There are a number of wonderful caves which can be visited in Chumphon Province.
There are a number of different tour companies operating now, so ask around at a couple different place to plan the kind of expedition that's right for you. Some of the caves are an easy visit, but others attract hard-core spelunkers with challenging climbs involving ropes and other caving equipment. One day tours start at about 700 THB per person, depending on the size of the group, but longer tours can be arranged, and if you find a new cave you get to name it!! (We think Tham Travelfish has a nice ring to it, but that's just a suggestion.) These tours are generally for small groups of two to four only.
Situated by Wat Thap Charoen (also known as Wat Rubror) is a series of interesting caves including Tham Phra which is the largest and contains a multitude of Buddha images. The biggest and oldest statue is a 6m high stone Buddha which is rumoured to be over 1,000 years old. Nearby Tham Ai Teh is reputed to have been the scene of human sacrifices at one time and it is also thought by locals to contain a hidden treasure map indicating the location of a nearby hoard. This treasure consists of the plentiful offerings made by various wealthy pilgrims to the venerable Buddha image in Tham Phra. Please do not start digging up the cave though as it is a National Heritage Site and the map will be in Thai anyway!
In the same cave system are also Tham Phet (Diamond Cave) and Tham Chang (Elephant Cave). Several of the caves had electricity installed by the monks so a donation is always appreciated.
To reach Tham Rubror head out of Chumphon west onto the main north-south highway. From here north for 9km until you see the sign on the left, then follow the track for 5km to Wat Rubror. Local buses ply the highway and there are usually motorbike taxis at the junction that will take you the remaining 5km to the cave for around 20B.
The entrance to this cave is far more impressive than the small interior, but if you only have time for one cave, it's easy to reach and we found a nice back road you can take to reach it. If you have a bicycle or motorcycle, head left from the train station on the road along the track until it dead ends at the over pass. Go left on to Muang Chumphon, take the first u-turn, and take the exit road just before the overpass. Turn left on Muang Chumphon Soi 13 (Wat Haadsakiew) and you'll immediately leave the city behind and find yourself winding your way to through the country side. When you reach Petchakassem Rd. 8 km later, go left and take the first u-turn. Back track until you see a large restaurant on your left and turn left. You'll proceed down this road until it bears left and turns to dirt. Turn right at the end of the dirt road and the Wat is on the left. Don't be shy about asking around along the way if you're confused--the locals all know the way. If you arrive in the middle of the day, the nuns might even feed you.
Continuing up the same highway, 15km from the junction with the main road, is the English signposted turn-off to Pee-Sa-Dan Cave.

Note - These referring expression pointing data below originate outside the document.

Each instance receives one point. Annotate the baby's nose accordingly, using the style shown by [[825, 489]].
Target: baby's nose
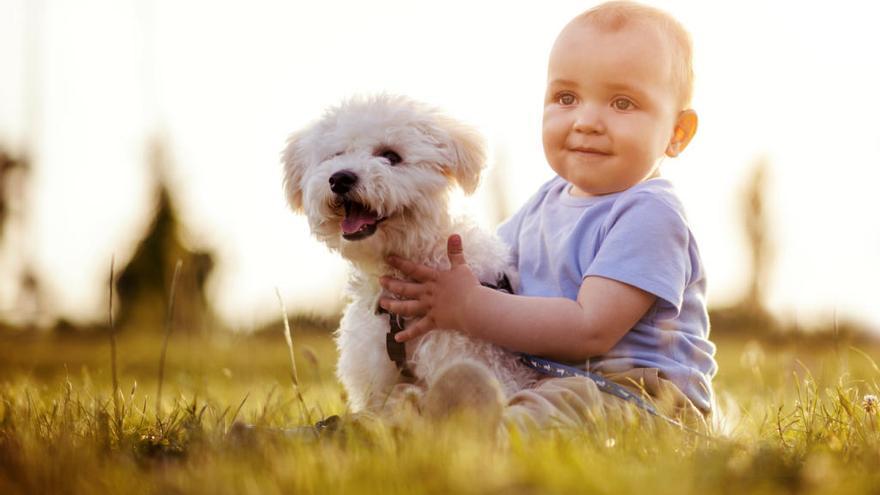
[[589, 121], [341, 182]]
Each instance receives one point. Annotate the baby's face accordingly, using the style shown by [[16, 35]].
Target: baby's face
[[610, 107]]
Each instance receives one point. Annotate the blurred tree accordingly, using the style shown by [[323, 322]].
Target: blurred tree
[[144, 284], [750, 313], [757, 226]]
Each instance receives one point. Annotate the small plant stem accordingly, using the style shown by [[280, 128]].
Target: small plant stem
[[293, 375], [168, 327], [116, 412]]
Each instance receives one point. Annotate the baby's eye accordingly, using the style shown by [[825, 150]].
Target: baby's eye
[[623, 104], [565, 99]]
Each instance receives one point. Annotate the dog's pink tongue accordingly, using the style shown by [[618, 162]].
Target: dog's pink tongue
[[356, 219]]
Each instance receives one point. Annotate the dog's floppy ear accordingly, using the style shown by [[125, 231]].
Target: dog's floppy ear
[[294, 163], [467, 150]]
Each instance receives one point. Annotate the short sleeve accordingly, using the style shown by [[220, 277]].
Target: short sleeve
[[645, 244]]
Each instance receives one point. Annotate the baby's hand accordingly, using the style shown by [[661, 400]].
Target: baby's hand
[[438, 296]]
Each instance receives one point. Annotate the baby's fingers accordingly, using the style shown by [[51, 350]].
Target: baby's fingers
[[404, 308], [420, 327]]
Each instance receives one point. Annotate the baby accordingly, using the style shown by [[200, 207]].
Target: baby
[[611, 277]]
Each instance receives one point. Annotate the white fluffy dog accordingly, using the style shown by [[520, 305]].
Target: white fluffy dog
[[373, 176]]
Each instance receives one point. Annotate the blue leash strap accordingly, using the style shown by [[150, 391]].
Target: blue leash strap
[[553, 368]]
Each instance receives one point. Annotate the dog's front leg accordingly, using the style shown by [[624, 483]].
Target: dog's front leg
[[364, 368]]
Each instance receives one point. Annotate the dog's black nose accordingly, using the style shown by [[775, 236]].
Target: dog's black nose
[[341, 182]]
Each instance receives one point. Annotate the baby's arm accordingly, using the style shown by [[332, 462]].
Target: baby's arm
[[557, 327]]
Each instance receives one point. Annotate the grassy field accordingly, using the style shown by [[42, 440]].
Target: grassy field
[[796, 421]]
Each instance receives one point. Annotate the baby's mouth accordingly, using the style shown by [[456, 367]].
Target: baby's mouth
[[359, 221]]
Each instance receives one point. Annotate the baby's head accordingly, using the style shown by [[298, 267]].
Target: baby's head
[[619, 85]]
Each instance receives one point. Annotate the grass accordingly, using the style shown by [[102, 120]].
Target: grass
[[796, 423]]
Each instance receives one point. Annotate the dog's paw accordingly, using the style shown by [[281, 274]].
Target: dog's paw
[[465, 388]]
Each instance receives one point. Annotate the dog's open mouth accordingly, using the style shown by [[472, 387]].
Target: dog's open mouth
[[359, 221]]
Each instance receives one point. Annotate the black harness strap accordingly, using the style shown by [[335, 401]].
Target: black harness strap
[[397, 350]]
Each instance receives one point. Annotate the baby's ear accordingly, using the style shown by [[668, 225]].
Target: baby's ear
[[467, 153], [294, 164]]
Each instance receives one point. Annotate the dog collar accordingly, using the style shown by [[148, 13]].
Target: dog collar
[[397, 350]]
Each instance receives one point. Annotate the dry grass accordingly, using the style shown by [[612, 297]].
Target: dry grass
[[796, 423]]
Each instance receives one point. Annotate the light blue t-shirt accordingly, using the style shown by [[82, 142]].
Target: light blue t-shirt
[[639, 237]]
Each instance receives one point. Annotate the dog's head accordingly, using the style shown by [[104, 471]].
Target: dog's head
[[372, 168]]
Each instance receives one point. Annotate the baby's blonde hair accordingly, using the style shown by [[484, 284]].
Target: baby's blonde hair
[[616, 15]]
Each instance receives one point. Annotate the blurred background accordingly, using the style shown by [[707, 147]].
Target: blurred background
[[149, 131]]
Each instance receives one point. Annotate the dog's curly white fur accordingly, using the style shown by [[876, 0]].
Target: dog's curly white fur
[[373, 177]]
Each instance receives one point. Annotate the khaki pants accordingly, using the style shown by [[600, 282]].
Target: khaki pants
[[577, 401]]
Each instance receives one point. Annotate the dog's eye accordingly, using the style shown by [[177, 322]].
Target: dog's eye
[[390, 155]]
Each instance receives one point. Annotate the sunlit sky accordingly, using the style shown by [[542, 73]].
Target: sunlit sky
[[85, 83]]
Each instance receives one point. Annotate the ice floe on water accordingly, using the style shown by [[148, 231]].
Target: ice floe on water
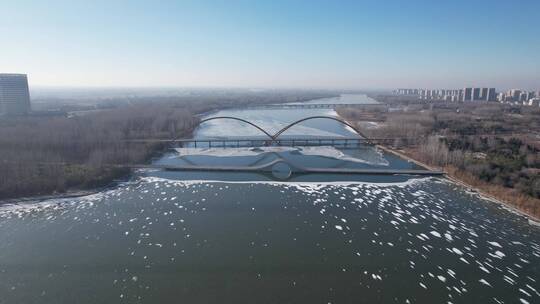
[[373, 156], [422, 240]]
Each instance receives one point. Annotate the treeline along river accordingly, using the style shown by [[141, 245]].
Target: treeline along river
[[203, 237]]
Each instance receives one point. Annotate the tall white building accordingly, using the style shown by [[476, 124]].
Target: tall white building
[[14, 94]]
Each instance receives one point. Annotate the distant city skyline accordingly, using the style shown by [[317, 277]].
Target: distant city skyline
[[273, 44]]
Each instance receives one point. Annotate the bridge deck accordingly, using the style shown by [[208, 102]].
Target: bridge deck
[[299, 170], [254, 142], [318, 105]]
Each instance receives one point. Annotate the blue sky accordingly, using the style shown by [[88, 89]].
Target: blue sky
[[295, 44]]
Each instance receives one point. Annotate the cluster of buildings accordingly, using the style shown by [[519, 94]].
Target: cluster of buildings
[[521, 97], [14, 95], [473, 94]]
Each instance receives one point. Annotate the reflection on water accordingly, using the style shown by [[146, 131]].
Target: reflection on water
[[211, 237]]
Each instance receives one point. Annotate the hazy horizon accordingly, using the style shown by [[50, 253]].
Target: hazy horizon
[[346, 45]]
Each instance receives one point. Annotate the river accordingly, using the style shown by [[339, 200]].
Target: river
[[202, 237]]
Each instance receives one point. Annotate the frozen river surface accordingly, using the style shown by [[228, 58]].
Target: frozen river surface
[[169, 237]]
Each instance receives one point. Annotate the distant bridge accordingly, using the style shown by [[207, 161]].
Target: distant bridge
[[319, 106], [273, 138]]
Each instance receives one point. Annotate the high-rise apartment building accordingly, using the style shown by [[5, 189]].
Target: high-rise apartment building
[[492, 94], [476, 93], [467, 94], [14, 94]]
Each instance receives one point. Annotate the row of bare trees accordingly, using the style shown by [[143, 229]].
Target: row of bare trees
[[46, 154]]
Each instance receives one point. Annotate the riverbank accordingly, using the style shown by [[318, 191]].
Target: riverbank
[[488, 147], [489, 192], [42, 156]]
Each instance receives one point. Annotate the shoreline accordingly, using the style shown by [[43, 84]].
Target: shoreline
[[533, 220], [78, 192]]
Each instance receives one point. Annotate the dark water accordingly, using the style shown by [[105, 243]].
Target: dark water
[[176, 237]]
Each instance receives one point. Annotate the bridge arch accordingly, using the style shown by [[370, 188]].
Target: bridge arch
[[241, 120], [318, 117]]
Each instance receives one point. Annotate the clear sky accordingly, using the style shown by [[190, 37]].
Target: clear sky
[[304, 44]]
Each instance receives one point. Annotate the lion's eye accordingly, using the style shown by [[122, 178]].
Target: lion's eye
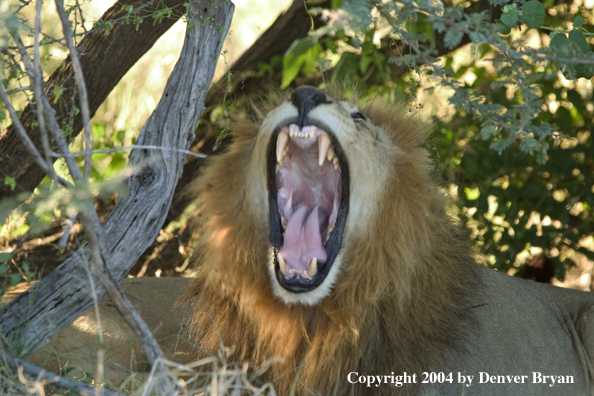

A dirt track 3km long takes you to Wat Pee Sa Dan where, as usual, the local monks have conveniently strung a few light bulbs around the spectacular Tham Pee-Sa-Dan (the English translation of which is 'Strange Cave'). It is not particularly strange, but does have some great stalagmites and stalactites.
The above two caves can easily be visited under your own steam, but there are many other caves in this area, which are best visited on an organised trip. Ask at any of the travel agencies in town.